Vom Nachahmer zum Innovator: China kann in Anwendungsfeldern wie erneuerbare Energien, smarte Autos, große KI-Modelle und generative KI auf Augenhöhe mit den Wettbewerbern auf dem Weltmarkt konkurrieren.
Bisher hatte China die ausländischen Branchenführer studiert und ihnen nachgeeifert. Durch die Fortschritte in Wissenschaft und Anwendung ist das Land nun in ein neues Zeitalter eingetreten: Es kann sich mit den weltweiten Wettbewerbern auf Augenhöhe messen. Die Branche hat sich außerdem weiterentwickelt: vom Auftragslieferanten für Hardware und Anwendungssoftware zum Innovator von Prozessorkernen und Systemsoftware. Derzeit gibt es drei bemerkenswerte Trends in der Branche.
In IoT-Geräte lässt sich KI inzwischen einfach integrieren. Ein KI-fähiges IoT-Gerät kann ein AIoT-Terminal (Artificial Intelligence of Things) oder ein Edge-Gateway/-Server sein. Die Integration von KI und IoT eröffnet eine breite Palette neuer Anwendungen, z. B. intelligente Reinigungsroboter und vorausschauende Wartung von Industrieanlagen. Marktforschern zufolge werden AIoT-Geräte weit verbreitet sein. Die Gesamtnachfrage nach Chips wird deutlich auf mehrere Billionen Stück ansteigen.
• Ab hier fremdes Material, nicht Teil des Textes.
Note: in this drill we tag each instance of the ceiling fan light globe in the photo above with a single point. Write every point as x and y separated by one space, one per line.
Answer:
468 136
Das Zeitalter der KI »light« boomt dank der Verlagerung der KI auf die Geräteseite. Mikroprozessoren wie der Cortex-A auf Geräten werden durch Mikrocontroller mit Cortex-M- oder RISC-V-Kernen ersetzt. Linux, das häufig auf Mikroprozessoren eingesetzt wird, weicht Echtzeit-Betriebssystemen. Laut einer Untersuchung des Key Laboratory for Embedded and Network Computing der Universität Hunan benötigt das quelloffene Zephyr RTOS 0,13 Sekunden für die Ausführung der Baidu Paddle Lite Bildkategorisierungsbeispiele auf der Rockchip RK3568-Plattform, während Linux 0,42 Sekunden benötigt.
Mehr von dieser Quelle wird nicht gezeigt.